Good, free running wheels are an essential part of the drive train on your micromouse. Not only is there little point in wasting power driving inefficient wheels but it is important to make both sides as similar as possible to avoid any natural tendency to wander off to one side. After several unsatisfactory attempts with screws and nyloc nuts, I decided to make some stub axles and glue everything together.
The drive wheels have hubs that contain three bearings. Two flanged bearings fit on opposite sides and a non flanged bearing sit between them. The idea is that the inner races of the bearings would take up any axial load as the screw that formed the axle was tightened up. There are two problems with this arrangement.
First, almost any axial load causes drag. Getting the right spacing is very difficult and so the axial load is hard to adjust and even harder to make the same on each axle. With four axles to worry about, it was impossible to match it all up.

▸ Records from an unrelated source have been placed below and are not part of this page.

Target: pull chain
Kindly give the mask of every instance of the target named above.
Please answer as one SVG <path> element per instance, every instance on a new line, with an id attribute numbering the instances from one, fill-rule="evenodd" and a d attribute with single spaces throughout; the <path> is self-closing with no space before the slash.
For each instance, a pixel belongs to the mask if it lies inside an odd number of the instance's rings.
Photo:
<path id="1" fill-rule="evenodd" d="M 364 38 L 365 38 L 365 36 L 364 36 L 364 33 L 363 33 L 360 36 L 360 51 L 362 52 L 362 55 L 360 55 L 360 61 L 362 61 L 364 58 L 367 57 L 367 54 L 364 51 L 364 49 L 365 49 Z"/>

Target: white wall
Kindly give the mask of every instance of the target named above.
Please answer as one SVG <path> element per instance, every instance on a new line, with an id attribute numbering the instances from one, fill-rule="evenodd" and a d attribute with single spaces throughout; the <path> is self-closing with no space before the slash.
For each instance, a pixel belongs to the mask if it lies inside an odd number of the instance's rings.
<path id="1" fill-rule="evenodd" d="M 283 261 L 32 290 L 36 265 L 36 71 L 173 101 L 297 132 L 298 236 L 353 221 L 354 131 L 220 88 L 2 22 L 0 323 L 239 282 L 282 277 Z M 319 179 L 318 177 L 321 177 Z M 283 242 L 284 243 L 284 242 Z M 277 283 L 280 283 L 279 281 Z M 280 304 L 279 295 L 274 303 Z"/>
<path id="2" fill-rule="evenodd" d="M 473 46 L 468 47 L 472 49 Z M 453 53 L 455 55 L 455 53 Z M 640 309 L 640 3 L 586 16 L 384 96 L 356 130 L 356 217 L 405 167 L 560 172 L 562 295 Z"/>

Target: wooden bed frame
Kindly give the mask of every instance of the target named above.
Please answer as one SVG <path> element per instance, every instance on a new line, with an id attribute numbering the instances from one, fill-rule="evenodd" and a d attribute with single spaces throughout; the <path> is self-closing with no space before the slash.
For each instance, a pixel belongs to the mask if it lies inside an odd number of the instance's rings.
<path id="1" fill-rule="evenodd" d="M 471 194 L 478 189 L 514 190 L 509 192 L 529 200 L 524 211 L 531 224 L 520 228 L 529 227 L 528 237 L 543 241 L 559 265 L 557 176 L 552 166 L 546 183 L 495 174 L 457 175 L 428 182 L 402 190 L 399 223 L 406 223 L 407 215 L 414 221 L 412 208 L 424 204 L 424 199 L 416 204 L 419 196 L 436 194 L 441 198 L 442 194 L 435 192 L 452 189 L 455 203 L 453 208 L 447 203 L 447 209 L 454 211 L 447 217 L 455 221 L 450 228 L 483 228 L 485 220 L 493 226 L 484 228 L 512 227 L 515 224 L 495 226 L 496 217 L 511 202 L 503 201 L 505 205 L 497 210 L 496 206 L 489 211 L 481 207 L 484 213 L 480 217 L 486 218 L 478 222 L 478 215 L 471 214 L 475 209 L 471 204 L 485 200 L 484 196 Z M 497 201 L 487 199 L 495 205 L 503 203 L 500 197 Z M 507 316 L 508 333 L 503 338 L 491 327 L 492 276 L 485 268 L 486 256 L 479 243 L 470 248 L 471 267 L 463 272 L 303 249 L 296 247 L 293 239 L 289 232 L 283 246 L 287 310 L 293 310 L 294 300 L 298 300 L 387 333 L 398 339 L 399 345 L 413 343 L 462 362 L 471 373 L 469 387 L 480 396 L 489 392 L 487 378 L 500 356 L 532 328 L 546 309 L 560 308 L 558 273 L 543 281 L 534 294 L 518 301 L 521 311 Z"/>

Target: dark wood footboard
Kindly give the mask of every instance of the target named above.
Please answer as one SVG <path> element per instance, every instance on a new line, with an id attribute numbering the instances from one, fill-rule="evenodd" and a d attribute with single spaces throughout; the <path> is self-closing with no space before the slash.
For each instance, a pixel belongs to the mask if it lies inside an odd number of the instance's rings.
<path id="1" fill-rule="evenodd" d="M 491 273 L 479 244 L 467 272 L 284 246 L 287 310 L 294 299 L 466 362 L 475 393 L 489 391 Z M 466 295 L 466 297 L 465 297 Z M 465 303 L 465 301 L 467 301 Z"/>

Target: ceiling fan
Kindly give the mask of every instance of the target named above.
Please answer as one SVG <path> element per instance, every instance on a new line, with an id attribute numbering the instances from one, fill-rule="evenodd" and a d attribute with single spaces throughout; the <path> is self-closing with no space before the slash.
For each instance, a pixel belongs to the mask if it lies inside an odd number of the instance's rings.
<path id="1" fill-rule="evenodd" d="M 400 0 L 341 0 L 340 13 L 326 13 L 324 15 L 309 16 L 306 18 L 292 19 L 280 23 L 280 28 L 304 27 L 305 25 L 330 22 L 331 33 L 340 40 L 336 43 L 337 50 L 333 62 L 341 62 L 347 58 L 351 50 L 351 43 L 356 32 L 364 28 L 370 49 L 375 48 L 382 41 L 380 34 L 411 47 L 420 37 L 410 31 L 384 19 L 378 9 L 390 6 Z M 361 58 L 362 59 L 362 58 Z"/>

Second, the screws used as axles were plain M3 machine screws. They have an outer diameter of anything between 2.8mm and 2.9mm so they are a relatively loose fit inside the very close tolerance bearing inner races.
Adjusting out these issues was too much like hard work. The only advantage I gained would be the ability to remove the wheels and then, if I did that, I would be faced with the joy of getting it all adjusted again.
After a bit of agonising, I decided to follow the example of Dave Otten and simply glue the wheels onto the axles. Or, at least, glue the inner races of the bearings to stub axles and then fit a retaining collar over the end of the axle. The first job was to turn up some stub axles and retaining collars.
The axles have an outer diameter of 2.95mm and are a comfortable fit in the bearings with a little room for a small amount of low-viscosity cyanoacrylate glue. These axles fit through the motor mounts and have a large bearing surface on the inside to keep them stable in the relatively soft material the mounts are made from. The axles are glued into the mounts with the same thin superglue.
With the bearings fitted into the wheels, a small amount of glue is applied to the axle close to the mount. Only a tiny amount is needed – use a pin or cocktail stick. Since this stuff has very low viscosity you really don’t want a surplus that might flow over the inner race of the inner bearing and glue it up. That would wreck the bearing and be very difficult to remove. Also, the glue hardens quite quickly so rehearse your moves and work quickly but carefully. Practice on spare parts first.
Once the wheel is mounted on the stub axle, it should turn very freely with a small amount of play at the outer end. It will be difficult to remove now since the innermost bearing is a tight push fit on the wheel and is also glued to the axle.
The stub axle was made with 3mm protruding from the outer face of the outer bearing. Over that end a 2.5mm long retaining collar is fitted. The collar has an inner diameter of 3mm and an outer diameter of 4.8mm so that it bears only on the inner race of the bearing. When fitted, the collar it a loose running fit on the axle. It is pushed down on the wheel bearing hard enough to take up any end float (slack) but not hard enough to cause any drag. A (small) drop of glue on the end of the axle will allow it to wick into the space between the collar and the axle and hold the retainer firmly in place. It is fine – actually it is good – if the glue wicks down along the axle to the wheel bearings so long as it cannot get into the bearing races and jam them up. Too little is better than too much or you may find you have to throw the whole lot out. In the extreme, the glue bond can be softened by heat and cyanoacrylate glue dissolves in acetone. Neither approach is likely to do the bearings and/or the wheels any good.
The end result is neat and tidy. It does not need any adjusting and should be permanent. If the retainer should come loose, it would only take a drop of glue to hold it back on. Then again, a crash big enough to shake that loose may have done more serious damage elsewhere.
After fitting these axles, Decimus can travel in a surprisingly straight line with the same PWM applied to each motor and the controller turned off. Previously, it would want to turn left all the time – as much as 200mm in 1500mm of travel.
For those of you with better machining skills than me, a better solution would be close fitting axles and a e- or c- circular clip in a groove on the outer end of the stub axle. This would be removable but your machining tolerance would have to be better than I can be bothered to maintain. A CNC lathe would make it relatively easy to produce a batch of these. But I don’t have one. Yet.
wow, looks so cool 🙂
Very neat and tidy! Well done.
Are you using the TPS601A? If yes may i ask you where you buy them?
I am. Unfortunately, I could only get them by asking a Japanese competitor to bring some to the APEC contest for me.
Having tried them, I would suggest there are better alternatives. The TPS601 is expensive and hard to get. Not only that, it is very directional. This is not always a good thing as the transmitter and detector need to be very carefully aligned for good results. I hing a wider angle detector is probably a better option in general.